We have authority over both jurisdictional issues. As to the first question, we always have “jurisdiction on appeal ... for the purpose of correcting the error of the lower court in entertaining the suit” in the first place—in this instance due to the potential absence of a claimant with standing. Steel Co. v. Citizens for a Better Env't , 523 U.S. 83, 95, 118 S.Ct. 1003, 140 L.Ed.2d 210 (1998)

(quotation omitted). As to the second question, we have jurisdiction to decide whether a dispute has become moot or whether it is capable of repetition yet evading review. See

Murphy v. Hunt , 455 U.S. 478, 483–34, 102 S.Ct. 1181, 71 L.Ed.2d 353 (1982).

Federal law does not provide any order of battle in this setting. It simply “does not dictate a sequencing of jurisdictional issues.” Ruhrgas AG v. Marathon Oil Co. , 526 U.S. 574, 584, 119 S.Ct. 1563, 143 L.Ed.2d 760 (1999)

. All that matters is that courts must decide jurisdictional issues before merits issues. Deciding one jurisdictional issue before another “makes no assumption of law-declaring power.” Ruhrgas , 526 U.S. at 584, 119 S.Ct. 1563 (quotation omitted). That gives us discretion to address jurisdictional issues “in any sequence we wish,” Warshak v. United States , 532 F.3d 521, 525 (6th Cir. 2008) (en banc), including by resolving the “eas[y] rather than the more “difficult” jurisdictional issue. Ruhrgas , 526 U.S. at 586, 119 S.Ct. 1563 ; see

Arizonans for Official English v. Arizona , 520 U.S. 43, 66–67, 117 S.Ct. 1055, 137 L.Ed.2d 170 (1997) (same).
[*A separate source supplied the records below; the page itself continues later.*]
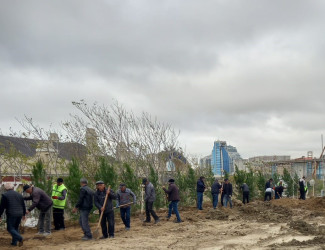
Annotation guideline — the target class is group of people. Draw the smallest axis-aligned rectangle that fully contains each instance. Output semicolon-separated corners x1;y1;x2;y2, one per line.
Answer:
0;176;307;246
0;178;182;246
196;176;233;210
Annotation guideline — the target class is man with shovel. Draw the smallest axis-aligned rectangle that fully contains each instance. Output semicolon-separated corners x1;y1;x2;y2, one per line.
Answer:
116;183;136;231
142;178;160;224
72;178;94;240
163;179;182;223
23;185;53;237
95;181;116;239
0;183;26;247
The standing issue in our estimation is the easier of the two issues to resolve. “Federal courts,” it bears repeating, “are courts of limited jurisdiction.” Kokkonen v. Guardian Life Ins. Co. of Am. , 511 U.S. 375, 377, 114 S.Ct. 1673, 128 L.Ed.2d 391 (1994)

. Before they may act, they must ensure their power to act.

One elemental precondition for acting is a “case[ ] or “controvers [y],” U.S. Const. art. III, § 2. And one elemental precondition for meeting the case-or-controversy requirement is a claimant with standing. See Lujan v. Defs. of Wildlife , 504 U.S. 555, 560–61, 112 S.Ct. 2130, 119 L.Ed.2d 351 (1992)

. There is no plaintiff with standing if there is no plaintiff. Until someone comes forward as a plaintiff by name or as a John Doe plaintiff (with an adequate description of his circumstances to ensure he has a concrete interest in a live dispute), there is no plaintiff with standing. See Preiser v. Newkirk , 422 U.S. 395, 401, 95 S.Ct. 2330, 45 L.Ed.2d 272 (1975)

. To permit plaintiff-less complaints is to permit the federal courts to issue advisory opinions and non-advisory orders in all manner of circumstances prompted by all manner of anonymous phone callers. A system that permits relief to be granted in connection with a plaintiff-less complaint is as close as we will ever come to permitting “ghosts that slay.” Felix Frankfurter, A Note on Advisory Opinions , 37 Harv. L. Rev. 1002, 1008 (1924).

Nor is it enough just to have an identified individual claimant. A complaint must link the claimant to the entities or individuals being asked to do something. In this instance, that meant the district court at a minimum needed four plaintiffs, one registered to vote in each of the four covered counties but who had not yet voted. Otherwise, there was no concrete and redressable injury, no case or controversy, and no authority to order the relevant election board to do anything. See Lujan , 504 U.S. at 560–61, 112 S.Ct. 2130

.

Plaintiff-less complaints are no less problematic when the court denies relief on the merits. How will the court inform an anonymous plaintiff of the order? How will the caller know whether or when to appeal? One question leads to another. And the answers to all of them counsel in favor of standing by the Article III requirements that establish when federal courts have power to act and when they don't.